So this summer has been really full of transitions for us. We just moved this weekend, I am leaving my full time job (and not sure what I'll be doing for work after August 17th) and we are planning a wedding for October.
My FI is a really independent guy who likes to take care of other people, especially me. It is really sweet but I'm afraid it is wearing on both of us. He tried to do almost all aspects of our move, because I was out of town the week before, and I really had to push to help out with it and even then, he just took things over and even did things like cramming my paintings in the storage unit, which really upset me because thye could have become damaged. His mantra is "Don't worry about it. I'll take care of it."

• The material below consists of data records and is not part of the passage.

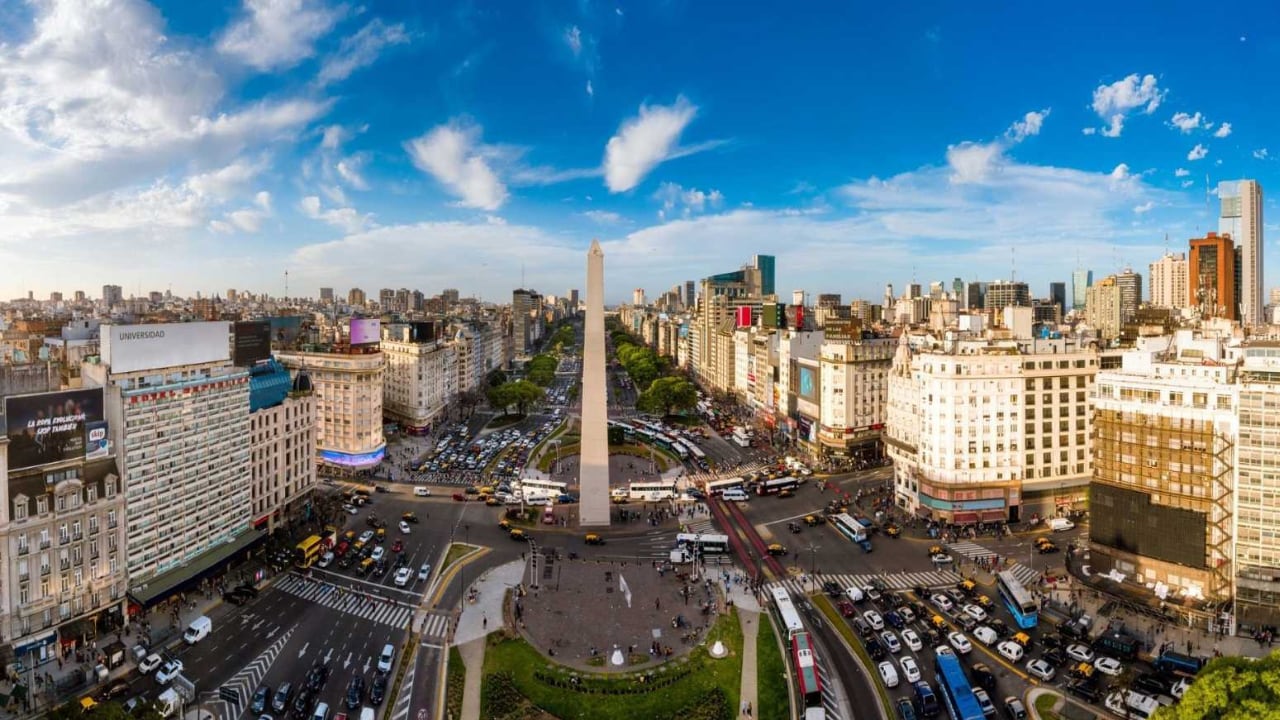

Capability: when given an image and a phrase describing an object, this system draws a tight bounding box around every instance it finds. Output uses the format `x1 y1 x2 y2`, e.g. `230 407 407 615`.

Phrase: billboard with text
4 388 106 470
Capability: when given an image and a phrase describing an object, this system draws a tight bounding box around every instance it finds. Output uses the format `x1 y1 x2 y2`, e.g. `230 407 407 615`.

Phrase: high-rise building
1187 232 1240 320
1048 282 1066 318
1151 251 1190 310
1217 179 1266 325
1071 268 1093 304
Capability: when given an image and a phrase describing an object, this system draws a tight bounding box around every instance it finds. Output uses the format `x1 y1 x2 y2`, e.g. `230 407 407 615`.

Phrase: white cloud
604 97 708 192
579 210 627 225
564 26 582 58
1005 108 1052 142
1169 113 1204 135
404 119 507 210
218 0 343 72
316 18 410 85
1093 73 1166 137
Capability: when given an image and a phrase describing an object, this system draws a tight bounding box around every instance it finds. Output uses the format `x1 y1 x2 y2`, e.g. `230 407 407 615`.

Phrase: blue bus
996 570 1039 630
933 652 983 720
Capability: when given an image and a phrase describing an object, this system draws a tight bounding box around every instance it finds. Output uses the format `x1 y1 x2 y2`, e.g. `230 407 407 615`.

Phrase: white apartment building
275 351 387 470
81 323 257 589
381 325 458 433
0 407 128 667
884 336 1098 524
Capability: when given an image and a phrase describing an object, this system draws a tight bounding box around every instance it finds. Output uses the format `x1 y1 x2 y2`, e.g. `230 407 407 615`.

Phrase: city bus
707 478 746 497
933 652 983 720
791 632 822 707
293 536 324 569
755 477 800 495
769 587 804 638
628 479 676 502
996 570 1039 630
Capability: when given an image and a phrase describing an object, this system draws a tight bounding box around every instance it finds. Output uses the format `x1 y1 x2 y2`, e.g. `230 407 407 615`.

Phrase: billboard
232 320 271 368
351 318 383 345
102 322 230 373
4 388 108 470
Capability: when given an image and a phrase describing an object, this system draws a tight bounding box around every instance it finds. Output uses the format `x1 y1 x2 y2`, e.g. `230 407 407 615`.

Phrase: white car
897 656 920 683
902 628 924 652
138 652 164 675
863 610 884 630
996 641 1027 662
1093 657 1124 678
156 659 183 685
879 660 897 688
947 633 973 655
1027 657 1053 683
1066 643 1093 662
396 568 413 588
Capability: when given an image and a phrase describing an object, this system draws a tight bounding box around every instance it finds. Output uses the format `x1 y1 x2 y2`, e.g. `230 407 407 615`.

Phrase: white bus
628 479 676 502
707 478 746 497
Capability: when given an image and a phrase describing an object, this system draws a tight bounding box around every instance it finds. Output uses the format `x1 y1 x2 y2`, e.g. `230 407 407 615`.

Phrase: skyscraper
1071 268 1093 310
1217 179 1263 325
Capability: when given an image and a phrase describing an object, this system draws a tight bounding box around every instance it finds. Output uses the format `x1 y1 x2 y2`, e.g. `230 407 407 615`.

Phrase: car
93 678 129 702
1066 643 1093 662
996 641 1027 662
1027 659 1055 683
878 660 897 688
156 657 183 685
1093 657 1124 678
881 630 902 653
248 685 271 715
344 675 365 710
973 688 996 717
902 628 924 652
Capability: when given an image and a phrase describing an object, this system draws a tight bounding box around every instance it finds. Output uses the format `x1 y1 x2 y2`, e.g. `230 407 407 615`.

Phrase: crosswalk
275 575 413 628
768 570 964 594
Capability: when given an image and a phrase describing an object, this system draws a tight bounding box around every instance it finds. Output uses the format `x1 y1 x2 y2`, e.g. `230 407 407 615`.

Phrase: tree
636 377 698 415
1152 653 1280 720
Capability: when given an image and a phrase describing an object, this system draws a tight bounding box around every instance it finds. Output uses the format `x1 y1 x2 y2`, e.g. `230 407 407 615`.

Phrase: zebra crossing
769 570 964 594
275 575 413 628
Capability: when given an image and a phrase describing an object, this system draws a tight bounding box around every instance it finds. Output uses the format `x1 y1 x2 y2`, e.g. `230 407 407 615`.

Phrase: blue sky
0 0 1280 301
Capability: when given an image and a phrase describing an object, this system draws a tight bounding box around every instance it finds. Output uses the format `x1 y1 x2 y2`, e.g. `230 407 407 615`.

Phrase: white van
182 615 214 644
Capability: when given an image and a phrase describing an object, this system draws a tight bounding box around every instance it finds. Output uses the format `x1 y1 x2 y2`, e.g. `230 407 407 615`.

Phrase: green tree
636 377 698 415
1152 652 1280 720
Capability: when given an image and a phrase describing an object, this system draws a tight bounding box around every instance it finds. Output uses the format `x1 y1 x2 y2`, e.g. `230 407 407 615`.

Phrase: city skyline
0 0 1280 304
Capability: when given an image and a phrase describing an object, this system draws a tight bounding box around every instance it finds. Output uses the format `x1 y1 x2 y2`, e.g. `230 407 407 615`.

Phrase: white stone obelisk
577 240 609 527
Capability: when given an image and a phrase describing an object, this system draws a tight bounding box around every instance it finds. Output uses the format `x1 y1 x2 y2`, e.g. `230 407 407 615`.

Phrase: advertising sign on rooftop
4 388 106 470
102 322 232 373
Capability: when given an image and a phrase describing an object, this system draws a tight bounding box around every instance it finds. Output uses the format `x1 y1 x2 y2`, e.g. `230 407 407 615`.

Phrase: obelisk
577 240 609 527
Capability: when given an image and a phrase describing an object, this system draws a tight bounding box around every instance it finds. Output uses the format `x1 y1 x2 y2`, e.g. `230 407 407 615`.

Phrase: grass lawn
812 594 893 717
755 612 791 717
480 611 742 720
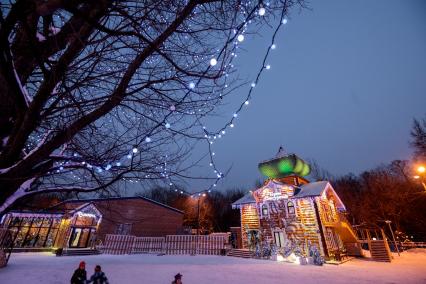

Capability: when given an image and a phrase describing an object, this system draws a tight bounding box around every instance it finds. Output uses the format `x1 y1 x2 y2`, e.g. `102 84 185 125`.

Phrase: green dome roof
258 154 311 178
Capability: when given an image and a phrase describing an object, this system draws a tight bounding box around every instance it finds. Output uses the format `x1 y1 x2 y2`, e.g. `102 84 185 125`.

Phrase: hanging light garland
50 1 288 200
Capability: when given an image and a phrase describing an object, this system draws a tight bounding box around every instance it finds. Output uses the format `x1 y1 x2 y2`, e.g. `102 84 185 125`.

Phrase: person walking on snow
87 265 109 284
71 261 87 284
172 273 183 284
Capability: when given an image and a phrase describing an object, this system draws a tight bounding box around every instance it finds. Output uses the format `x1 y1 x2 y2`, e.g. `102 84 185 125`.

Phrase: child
172 273 183 284
71 261 87 284
87 265 109 284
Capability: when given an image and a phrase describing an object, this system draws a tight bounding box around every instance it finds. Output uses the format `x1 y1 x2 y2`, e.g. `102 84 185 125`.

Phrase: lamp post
385 220 400 256
414 165 426 190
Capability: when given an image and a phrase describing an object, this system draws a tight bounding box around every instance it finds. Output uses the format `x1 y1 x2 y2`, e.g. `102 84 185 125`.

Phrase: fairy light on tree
0 0 300 211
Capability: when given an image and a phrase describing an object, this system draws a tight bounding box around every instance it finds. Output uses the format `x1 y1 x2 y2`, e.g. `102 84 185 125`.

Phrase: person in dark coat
87 265 109 284
71 261 87 284
172 273 183 284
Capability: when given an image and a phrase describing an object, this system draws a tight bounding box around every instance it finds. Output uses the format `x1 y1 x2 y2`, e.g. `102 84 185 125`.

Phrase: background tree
410 118 426 162
332 160 426 241
0 0 300 212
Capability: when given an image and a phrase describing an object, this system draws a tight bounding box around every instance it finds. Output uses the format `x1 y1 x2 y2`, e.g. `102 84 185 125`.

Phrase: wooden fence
102 235 136 254
100 235 225 255
165 235 225 255
132 237 164 253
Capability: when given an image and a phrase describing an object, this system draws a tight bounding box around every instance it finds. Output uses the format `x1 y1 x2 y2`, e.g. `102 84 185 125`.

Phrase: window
115 223 132 235
287 201 294 215
262 204 268 217
8 214 61 247
274 231 285 248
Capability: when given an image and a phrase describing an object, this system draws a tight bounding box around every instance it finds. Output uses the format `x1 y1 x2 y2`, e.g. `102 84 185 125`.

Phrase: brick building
1 197 183 249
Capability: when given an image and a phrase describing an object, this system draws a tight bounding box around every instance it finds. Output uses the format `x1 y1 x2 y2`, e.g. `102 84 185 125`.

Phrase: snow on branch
0 177 35 213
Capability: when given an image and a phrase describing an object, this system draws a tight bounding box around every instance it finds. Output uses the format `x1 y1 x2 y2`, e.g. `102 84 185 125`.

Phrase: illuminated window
287 201 294 215
115 223 132 235
262 204 268 217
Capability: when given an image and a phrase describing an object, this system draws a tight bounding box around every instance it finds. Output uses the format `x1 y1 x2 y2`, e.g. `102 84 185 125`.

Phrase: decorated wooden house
232 148 360 260
0 197 183 251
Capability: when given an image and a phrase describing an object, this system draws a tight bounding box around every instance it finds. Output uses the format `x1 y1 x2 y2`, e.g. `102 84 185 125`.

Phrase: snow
0 178 35 213
36 33 46 42
0 249 426 284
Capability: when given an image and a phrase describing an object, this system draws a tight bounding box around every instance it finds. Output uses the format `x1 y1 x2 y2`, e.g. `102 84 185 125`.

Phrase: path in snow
0 249 426 284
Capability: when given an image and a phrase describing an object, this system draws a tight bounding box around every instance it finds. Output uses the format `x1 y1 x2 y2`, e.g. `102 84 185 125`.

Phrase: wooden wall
63 198 183 241
240 205 260 248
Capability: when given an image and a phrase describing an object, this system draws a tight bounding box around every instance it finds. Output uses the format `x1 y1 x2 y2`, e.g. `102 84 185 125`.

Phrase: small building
232 148 359 259
1 197 183 250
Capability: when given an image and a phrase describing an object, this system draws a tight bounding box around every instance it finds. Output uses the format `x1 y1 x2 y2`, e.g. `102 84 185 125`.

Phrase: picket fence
99 235 225 255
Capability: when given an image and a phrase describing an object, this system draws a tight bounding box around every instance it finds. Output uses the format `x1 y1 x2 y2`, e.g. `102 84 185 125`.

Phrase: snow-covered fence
0 228 13 268
102 234 136 254
165 235 225 255
132 237 165 253
102 235 226 255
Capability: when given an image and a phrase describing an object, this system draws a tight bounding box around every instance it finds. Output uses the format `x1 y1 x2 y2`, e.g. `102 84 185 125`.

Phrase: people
172 273 183 284
87 265 109 284
71 261 87 284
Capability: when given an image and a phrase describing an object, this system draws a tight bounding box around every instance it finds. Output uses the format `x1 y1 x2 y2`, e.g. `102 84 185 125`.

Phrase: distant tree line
10 116 426 241
138 187 248 233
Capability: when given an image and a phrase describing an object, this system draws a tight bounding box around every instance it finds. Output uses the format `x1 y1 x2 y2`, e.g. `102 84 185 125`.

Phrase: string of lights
47 3 287 200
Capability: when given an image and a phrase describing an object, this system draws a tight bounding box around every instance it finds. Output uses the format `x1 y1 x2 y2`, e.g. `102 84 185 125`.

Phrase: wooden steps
226 249 253 258
370 240 392 262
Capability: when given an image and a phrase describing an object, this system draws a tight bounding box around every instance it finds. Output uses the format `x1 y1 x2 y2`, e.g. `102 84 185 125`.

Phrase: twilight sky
188 0 426 191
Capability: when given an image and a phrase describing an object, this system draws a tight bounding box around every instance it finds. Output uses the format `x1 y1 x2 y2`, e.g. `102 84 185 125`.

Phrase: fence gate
102 235 225 255
132 237 165 253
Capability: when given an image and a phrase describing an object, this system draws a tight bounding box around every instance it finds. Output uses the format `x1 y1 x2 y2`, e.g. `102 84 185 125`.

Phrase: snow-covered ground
0 249 426 284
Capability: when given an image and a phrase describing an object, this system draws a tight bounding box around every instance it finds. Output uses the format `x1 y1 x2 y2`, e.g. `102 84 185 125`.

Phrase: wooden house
233 150 360 259
1 197 183 250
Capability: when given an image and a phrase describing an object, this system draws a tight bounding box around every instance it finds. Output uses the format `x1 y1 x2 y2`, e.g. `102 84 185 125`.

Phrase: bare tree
0 0 300 212
410 115 426 161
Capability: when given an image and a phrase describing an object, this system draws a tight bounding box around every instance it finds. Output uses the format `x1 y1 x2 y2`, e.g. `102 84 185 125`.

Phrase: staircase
61 249 101 256
226 249 253 258
370 240 392 262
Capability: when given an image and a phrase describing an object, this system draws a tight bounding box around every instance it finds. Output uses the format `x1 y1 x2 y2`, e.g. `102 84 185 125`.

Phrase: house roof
294 181 330 198
232 192 256 208
52 196 184 214
232 180 345 209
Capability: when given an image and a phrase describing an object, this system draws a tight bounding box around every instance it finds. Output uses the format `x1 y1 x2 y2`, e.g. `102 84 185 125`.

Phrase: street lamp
385 220 400 255
414 165 426 190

As we were unpacking last night, I was pretty tired and irritable, as was he, and we got into a big argument. He was really snippy and sarcastic with me and I could barely even handle having a conversation with him he was being so nasty. It was clear that he was really frustrated with me, because he tries to do so much for me and just expects me to be happy all the time. I try to explain to him that I need to do things for myself too and that sometimes I'm going to be grumpy though and I know I need to work on not getting snippy when that happens. We ended up taking some space and talking about it later and made up. But I still feel uneasy about the whole thing. Since he had the day off from work today, I tried to talk him into taking the day to go surfing, which he loves to do, instead of unpacking. He did that but I still just feel awful about our fight.
Have any of you had similar situations? Is this normal to have this happen with all the things we have going on? What can I do to help him feel more appreciated but to also still feel like I'm an independent person?